Why Do Nurses Eat Their Young
Updated: Nov 19, 2018
Nursing is an amazing profession that helps people during illness and death. To think that nurses are not kind people might be a surprise to some people, but for people that work in the medical field, nurses are also people, people that are not immune to emotions and frustrations just like everybody else. If you are a new nurse, or are a prospective nurse, please understand that it is true that nurses eat their young, but understanding why may help you understand how to deal with nurses that are hostile to young nurses.
Nursing is an interesting profession. It is a career where there is room for growth and job advancement, and a dead end job at the same time. There are ways for nurses to make more money, and get promotions without having to go back to school, but most nursing jobs that are higher up the hierarchy require advanced education.

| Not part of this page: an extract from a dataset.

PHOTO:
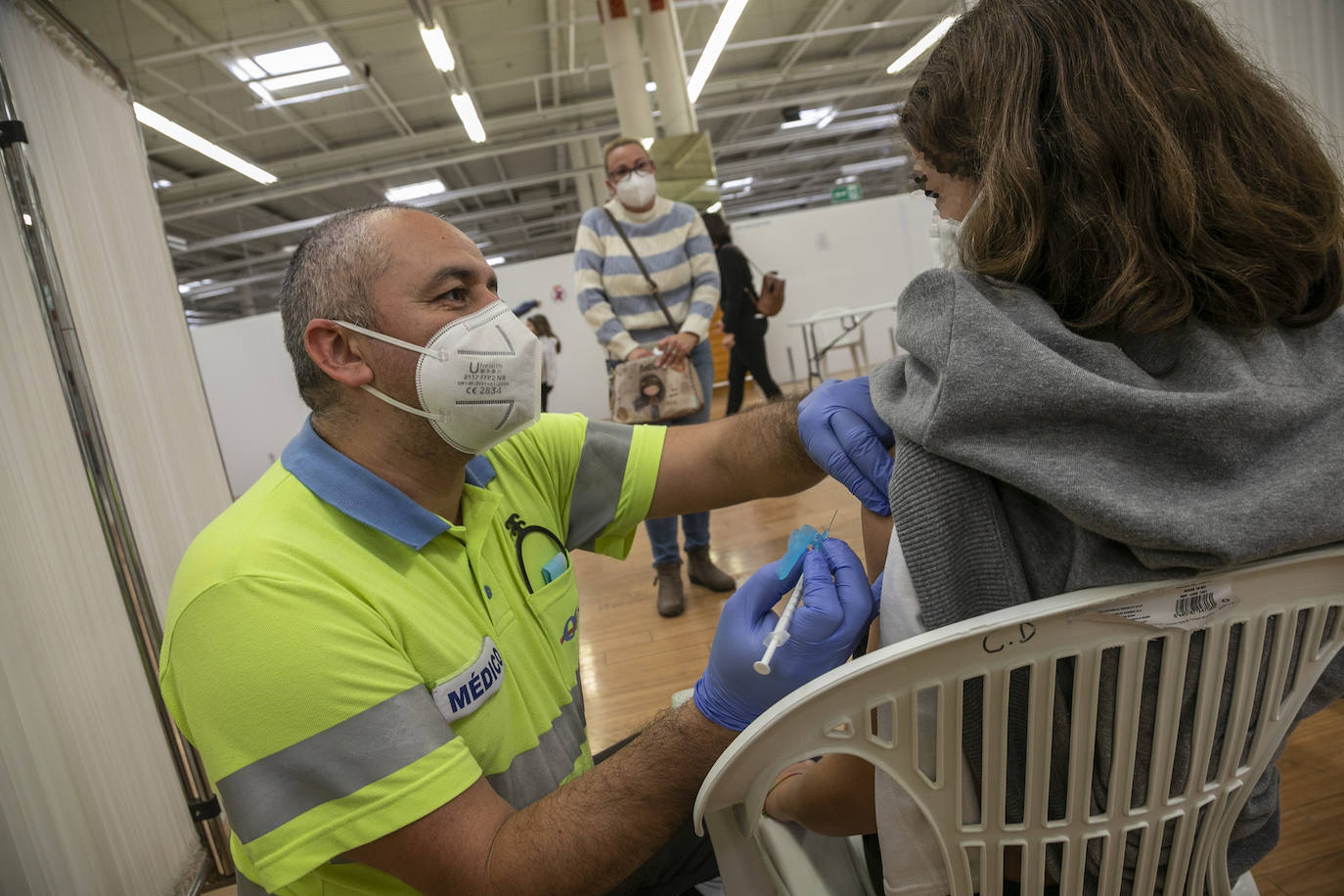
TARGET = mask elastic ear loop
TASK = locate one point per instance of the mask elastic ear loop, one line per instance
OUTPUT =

For many nurses, advanced education is available through online programs making it possible to go back to school. For a lot of nurses, however, even with the easy access to online school there might be too many life events making it hard or even impossible to go back to school. It would be hard for the nurse who graduated at the top of her class in her undergraduate, but because of expensive hospital bills from unexpected ER visits, housing expenses rising, car trouble, and so many other factors that this stellar nurse isn't able to go back to school.
Not being able to go back to school, and feeling the frustrations with younger nurses who might still have the opportunity, can cause resentment towards younger nurses. While this is only one scenario, there are many other reasons why there can be resentment and hostility towards younger nurses. The main thing to remember here is that within nursing there is a hierarchy, and the schooling is only one part. There is a "hidden" hierarchy among nurses in every location and specialty that it is important for new nurses to understand.
The hidden hierarchy of nurses includes which nurses have been nurses the longest, who has been on the unit the longest, which nurse is the most aggressive, which nurse works the hardest etc. These are still only a few examples, and as far as the "hierarchy" goes, the level of made up importance in these situations can be interchangeable. It is not set in stone of which is more important, such as a nurse who has been a nurse longer, or a nurse who has been on the unit longer.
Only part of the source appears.